Abstract

The stated forest policies of governments of developing countries, published in official documents, often differ from their actual policies. The historical trend in actual forest policy in Sierra Leone is explained by changes in the balance of pressures on policy makers from internal exploitative and protectionist groups. The combined trend in actual and stated policies is episodic, passing from the exploitative phase to the sustainable management (1911), ambiguous (1922), exploitative (1929), sustainable management (1946) and ambiguous phases (1968). This contrasts with the progression through exploitative, ambiguous and sustainable management phases seen in other countries.
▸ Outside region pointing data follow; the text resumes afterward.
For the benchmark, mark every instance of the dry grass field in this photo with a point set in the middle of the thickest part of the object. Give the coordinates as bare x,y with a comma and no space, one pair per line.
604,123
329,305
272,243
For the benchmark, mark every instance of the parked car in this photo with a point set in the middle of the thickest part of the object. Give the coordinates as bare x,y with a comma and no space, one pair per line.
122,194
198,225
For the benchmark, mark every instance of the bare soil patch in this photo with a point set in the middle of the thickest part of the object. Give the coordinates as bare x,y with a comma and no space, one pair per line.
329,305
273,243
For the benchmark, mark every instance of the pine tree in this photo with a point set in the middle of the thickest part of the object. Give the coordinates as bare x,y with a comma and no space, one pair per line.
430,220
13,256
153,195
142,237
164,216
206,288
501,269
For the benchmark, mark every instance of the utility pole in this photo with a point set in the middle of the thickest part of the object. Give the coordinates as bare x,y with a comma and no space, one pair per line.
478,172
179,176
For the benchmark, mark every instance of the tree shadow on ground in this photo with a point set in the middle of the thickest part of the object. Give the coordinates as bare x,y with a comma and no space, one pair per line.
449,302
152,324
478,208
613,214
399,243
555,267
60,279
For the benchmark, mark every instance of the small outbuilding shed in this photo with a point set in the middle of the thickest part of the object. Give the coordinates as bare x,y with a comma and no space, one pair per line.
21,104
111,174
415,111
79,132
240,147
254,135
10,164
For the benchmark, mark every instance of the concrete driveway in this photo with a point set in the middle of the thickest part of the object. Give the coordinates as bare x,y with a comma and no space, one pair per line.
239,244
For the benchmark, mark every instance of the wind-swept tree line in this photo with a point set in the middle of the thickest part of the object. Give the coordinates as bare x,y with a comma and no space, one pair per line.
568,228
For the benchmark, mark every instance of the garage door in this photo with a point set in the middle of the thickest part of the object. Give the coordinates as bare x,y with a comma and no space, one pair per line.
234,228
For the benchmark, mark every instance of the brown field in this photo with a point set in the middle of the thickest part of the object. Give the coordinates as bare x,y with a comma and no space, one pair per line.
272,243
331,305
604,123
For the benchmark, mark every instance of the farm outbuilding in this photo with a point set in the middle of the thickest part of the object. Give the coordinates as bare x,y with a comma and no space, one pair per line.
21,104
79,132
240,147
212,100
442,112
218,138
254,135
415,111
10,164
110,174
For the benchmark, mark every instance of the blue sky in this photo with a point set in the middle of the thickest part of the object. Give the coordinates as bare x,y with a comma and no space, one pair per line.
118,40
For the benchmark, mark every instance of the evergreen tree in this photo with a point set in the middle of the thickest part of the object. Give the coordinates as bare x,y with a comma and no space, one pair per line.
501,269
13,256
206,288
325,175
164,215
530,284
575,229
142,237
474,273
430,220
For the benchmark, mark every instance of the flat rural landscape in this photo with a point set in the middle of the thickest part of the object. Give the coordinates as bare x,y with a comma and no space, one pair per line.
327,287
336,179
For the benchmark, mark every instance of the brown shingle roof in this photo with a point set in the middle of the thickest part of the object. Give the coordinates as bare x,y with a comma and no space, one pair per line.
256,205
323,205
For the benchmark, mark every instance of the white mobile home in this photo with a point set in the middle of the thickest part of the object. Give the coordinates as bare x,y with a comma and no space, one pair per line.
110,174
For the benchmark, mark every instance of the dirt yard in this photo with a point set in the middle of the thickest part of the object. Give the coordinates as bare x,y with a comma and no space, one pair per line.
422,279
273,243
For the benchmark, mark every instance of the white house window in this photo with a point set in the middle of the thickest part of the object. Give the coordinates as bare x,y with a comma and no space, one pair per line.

Divergence in colonial times from a stated policy of sustainable management, justified by a narrative framed within a colonial environmental discourse, mainly resulted from external pressure stemming from an Imperial discourse of political and economic security. Divergence in the post-colonial era is explained by lack of domestic ownership of colonial, and later eco-imperialist, forest policies, and the peripherality of policy texts of the institutional state to the ‘shadow’ neo-patrimonial state, which was the real centre of power and added institutional ambiguity to policy ambiguity as a tool to contest overseas pressures and defend national autonomy. There is no apparent link between divergence and type of political system, probably because of the pervasiveness of the neo-patrimonial state, though ambiguity was less prevalent in colonial times. Indigenous democratization and pluralization should help domestic protectionist groups to become more powerful, but external attempts to impose political change might be counterproductive by prompting further instrumental use of ambiguity.